0

I need to parse an XML file with the following structure: EDITED

<?xml version="1.0" encoding="windows-1252" ?>
<TABLE>
    <COMPO>
          <alim_code> 1000 </alim_code>
          <const_code> 56700 </const_code>
          <teneur> 0 </teneur>
          <min missing=" " />
          <max missing=" " />
          <code_confiance> D </code_confiance>
          <source_code missing="." />
    </COMPO>
    <COMPO>
          <alim_code> 1000 </alim_code>
          <const_code> 60000 </const_code>
          <teneur> 37,5 </teneur>
          <min>         37,3 </min>
          <max>         37,6 </max>
          <code_confiance> D </code_confiance>
          <source_code> 38 </source_code>
    </COMPO>
</TABLE>

As you can see several fields are described differently when the value is known or missing. I have tried to use ReadXml() in a DataSet but it does not seems to work on "variable structure". Looks like the solution is probably to use Xdocument and LINQ but I am ignorant about LINQ and I did not succeed to write a working code.

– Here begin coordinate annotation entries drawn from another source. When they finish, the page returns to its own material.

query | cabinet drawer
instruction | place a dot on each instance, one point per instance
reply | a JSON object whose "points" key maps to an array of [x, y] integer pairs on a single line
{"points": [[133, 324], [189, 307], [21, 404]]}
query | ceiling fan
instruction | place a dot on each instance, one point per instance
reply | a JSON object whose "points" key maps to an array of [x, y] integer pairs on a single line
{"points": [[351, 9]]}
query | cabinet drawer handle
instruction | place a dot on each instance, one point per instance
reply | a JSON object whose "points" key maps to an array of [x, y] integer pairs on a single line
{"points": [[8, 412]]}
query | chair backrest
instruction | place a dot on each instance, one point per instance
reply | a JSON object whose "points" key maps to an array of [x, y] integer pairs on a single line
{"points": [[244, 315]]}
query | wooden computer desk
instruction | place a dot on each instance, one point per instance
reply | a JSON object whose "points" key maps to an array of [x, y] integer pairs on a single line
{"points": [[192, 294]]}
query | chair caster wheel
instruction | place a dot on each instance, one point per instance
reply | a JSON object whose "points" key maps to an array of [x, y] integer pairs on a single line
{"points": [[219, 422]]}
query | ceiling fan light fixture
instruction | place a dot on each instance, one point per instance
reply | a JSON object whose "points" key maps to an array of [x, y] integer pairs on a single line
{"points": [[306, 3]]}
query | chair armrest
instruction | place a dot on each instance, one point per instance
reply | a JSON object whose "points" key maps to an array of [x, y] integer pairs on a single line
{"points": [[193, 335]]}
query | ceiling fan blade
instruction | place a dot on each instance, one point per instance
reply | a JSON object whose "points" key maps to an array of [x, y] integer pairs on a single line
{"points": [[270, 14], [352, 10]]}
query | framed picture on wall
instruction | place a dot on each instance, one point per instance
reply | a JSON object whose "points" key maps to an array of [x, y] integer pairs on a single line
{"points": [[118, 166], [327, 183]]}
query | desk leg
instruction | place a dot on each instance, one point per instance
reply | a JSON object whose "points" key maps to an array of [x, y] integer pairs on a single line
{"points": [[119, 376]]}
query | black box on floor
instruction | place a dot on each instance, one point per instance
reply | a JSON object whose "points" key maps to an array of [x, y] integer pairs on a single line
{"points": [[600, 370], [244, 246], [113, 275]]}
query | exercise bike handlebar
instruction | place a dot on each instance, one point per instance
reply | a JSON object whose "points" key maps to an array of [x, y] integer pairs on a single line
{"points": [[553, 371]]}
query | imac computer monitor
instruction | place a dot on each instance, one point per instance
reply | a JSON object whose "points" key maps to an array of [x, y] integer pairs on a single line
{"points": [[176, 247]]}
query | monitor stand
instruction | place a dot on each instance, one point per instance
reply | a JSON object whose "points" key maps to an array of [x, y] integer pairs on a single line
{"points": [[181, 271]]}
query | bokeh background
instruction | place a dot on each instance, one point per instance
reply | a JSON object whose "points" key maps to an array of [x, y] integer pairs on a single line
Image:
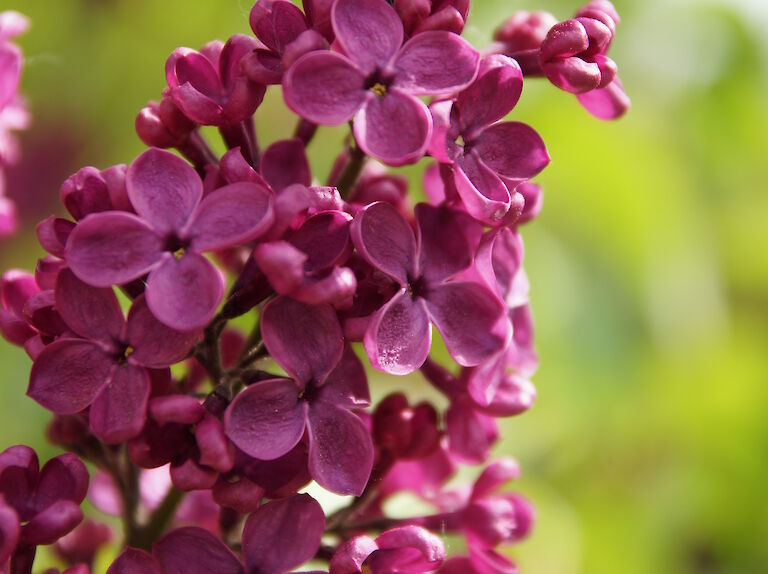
{"points": [[647, 450]]}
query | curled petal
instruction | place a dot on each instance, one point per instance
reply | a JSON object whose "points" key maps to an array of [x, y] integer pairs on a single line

I would appreciate if someone can show me possible code to parse and print (or even better add to a db) the content of this kind of XML file.

3 Answers 3

3

Linq will not be helpful here. What you can do is create the DTO for your xml using the sample xml that contains all the attributes and nodes which can be returned in the xml.

and then deserialize the xml in to that type.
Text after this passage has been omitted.